An enfeebled fox is plagued by flies, ticks or mosquitoes, of which a hedgehog offers to rid her. The fox refuses such help on the grounds that the insects have already gorged themselves on her blood and hardly trouble her now, but they would inevitably be succeeded by new swarms if removed. The fable is mentioned by Aristotle in his work on Rhetoric (II.20) as an example of Aesop's way of teaching a political lesson through a humorous example. The context in this case was said to be the trial of a demagogue; Aesop pointed out that, since self-interested politicians are a necessary evil, to replace one who has already exploited the state with others who have yet to satisfy their greed would only make the situation worse.

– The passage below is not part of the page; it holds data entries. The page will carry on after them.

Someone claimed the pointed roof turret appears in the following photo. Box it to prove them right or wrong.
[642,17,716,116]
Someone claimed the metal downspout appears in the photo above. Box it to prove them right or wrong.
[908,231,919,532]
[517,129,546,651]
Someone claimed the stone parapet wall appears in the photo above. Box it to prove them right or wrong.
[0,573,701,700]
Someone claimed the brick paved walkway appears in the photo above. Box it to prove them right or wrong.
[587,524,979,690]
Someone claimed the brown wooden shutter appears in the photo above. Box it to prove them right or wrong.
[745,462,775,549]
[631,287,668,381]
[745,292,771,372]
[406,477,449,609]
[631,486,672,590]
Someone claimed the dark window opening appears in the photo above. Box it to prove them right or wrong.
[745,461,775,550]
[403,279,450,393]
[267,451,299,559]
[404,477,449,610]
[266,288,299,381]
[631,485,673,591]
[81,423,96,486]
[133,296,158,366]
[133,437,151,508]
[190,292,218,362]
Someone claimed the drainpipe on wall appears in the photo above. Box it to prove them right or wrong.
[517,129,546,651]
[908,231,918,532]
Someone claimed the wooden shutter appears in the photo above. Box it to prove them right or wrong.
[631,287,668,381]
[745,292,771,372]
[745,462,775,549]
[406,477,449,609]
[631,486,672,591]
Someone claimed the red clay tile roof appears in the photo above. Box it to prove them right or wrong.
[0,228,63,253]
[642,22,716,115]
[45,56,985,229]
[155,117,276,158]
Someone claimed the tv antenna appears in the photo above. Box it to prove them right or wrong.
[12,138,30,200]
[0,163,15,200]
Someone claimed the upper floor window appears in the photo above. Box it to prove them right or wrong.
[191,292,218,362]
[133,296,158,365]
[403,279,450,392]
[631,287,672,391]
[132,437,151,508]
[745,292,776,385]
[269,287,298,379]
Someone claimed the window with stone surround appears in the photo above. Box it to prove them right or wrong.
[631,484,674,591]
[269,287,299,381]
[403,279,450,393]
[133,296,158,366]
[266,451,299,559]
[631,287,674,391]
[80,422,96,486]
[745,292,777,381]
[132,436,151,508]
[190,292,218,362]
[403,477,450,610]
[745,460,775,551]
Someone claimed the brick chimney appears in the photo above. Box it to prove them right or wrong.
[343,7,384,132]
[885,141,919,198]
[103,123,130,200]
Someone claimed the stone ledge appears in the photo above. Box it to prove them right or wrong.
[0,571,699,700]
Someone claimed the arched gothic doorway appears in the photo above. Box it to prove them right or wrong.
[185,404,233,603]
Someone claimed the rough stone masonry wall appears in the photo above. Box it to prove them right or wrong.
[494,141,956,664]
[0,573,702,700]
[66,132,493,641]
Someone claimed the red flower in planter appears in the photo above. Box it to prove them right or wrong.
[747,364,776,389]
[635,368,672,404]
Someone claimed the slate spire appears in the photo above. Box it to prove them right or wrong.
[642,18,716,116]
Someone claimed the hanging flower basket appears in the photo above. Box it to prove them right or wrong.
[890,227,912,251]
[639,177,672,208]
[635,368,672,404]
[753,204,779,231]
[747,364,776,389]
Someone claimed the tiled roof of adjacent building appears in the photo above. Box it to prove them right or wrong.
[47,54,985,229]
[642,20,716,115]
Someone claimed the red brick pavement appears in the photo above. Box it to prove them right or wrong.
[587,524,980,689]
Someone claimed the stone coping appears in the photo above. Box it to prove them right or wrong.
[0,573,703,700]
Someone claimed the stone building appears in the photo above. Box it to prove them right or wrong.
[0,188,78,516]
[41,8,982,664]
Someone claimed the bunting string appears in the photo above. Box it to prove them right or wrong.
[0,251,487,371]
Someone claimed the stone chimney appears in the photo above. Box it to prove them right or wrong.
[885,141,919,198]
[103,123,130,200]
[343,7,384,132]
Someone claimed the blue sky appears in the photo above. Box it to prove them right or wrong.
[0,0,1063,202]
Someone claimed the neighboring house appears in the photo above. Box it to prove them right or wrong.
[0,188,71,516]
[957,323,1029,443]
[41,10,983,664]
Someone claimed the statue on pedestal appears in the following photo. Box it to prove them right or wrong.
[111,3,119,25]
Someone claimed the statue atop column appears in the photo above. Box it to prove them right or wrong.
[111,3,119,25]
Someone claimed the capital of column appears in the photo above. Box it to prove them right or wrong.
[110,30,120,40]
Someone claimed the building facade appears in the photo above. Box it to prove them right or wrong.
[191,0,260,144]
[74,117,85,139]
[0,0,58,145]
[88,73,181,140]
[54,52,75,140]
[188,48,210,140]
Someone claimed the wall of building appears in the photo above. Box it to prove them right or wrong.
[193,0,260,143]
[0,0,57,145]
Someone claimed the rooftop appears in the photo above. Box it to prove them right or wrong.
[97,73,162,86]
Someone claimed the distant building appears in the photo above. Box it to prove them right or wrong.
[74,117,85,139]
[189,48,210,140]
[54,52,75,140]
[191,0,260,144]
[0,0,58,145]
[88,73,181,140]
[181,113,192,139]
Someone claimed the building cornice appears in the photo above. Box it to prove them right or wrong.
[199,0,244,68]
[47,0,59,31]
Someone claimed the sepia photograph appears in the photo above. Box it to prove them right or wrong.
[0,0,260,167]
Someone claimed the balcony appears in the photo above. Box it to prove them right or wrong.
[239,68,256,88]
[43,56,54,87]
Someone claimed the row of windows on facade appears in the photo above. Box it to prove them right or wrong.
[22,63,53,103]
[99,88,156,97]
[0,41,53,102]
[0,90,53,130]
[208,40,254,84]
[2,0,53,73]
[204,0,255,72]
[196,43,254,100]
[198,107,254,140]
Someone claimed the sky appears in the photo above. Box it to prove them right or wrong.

The reason for the fox's enfeebled state is that, while crossing a river, she has been swept into the mud on the other bank and cannot free herself. These circumstances are repeated in the neo-Latin verse of Gabriele Faerno's fable collection (1563), which closes on the sentiment
Who seeks a ruler to reverse
Calls in another that is worse.
Aristotle's version of the fable is also followed by Samuel Croxall in his prose collection of The Fables of Æsop (1722).

The story in La Fontaine's Fables (1694) is more or less the same, except that the fox has been wounded in the chase. La Fontaine too mentions Aristotle and the political lesson that he draws, while the circumstances are repeated in Brooke Boothby's very short poetic version. William Somervile adapted the fable more long-windedly into "The wounded man and the swarm of flies", taking sixteen lines to relate the story told of a "Lazar" (leper) and fifteen to draw the moral.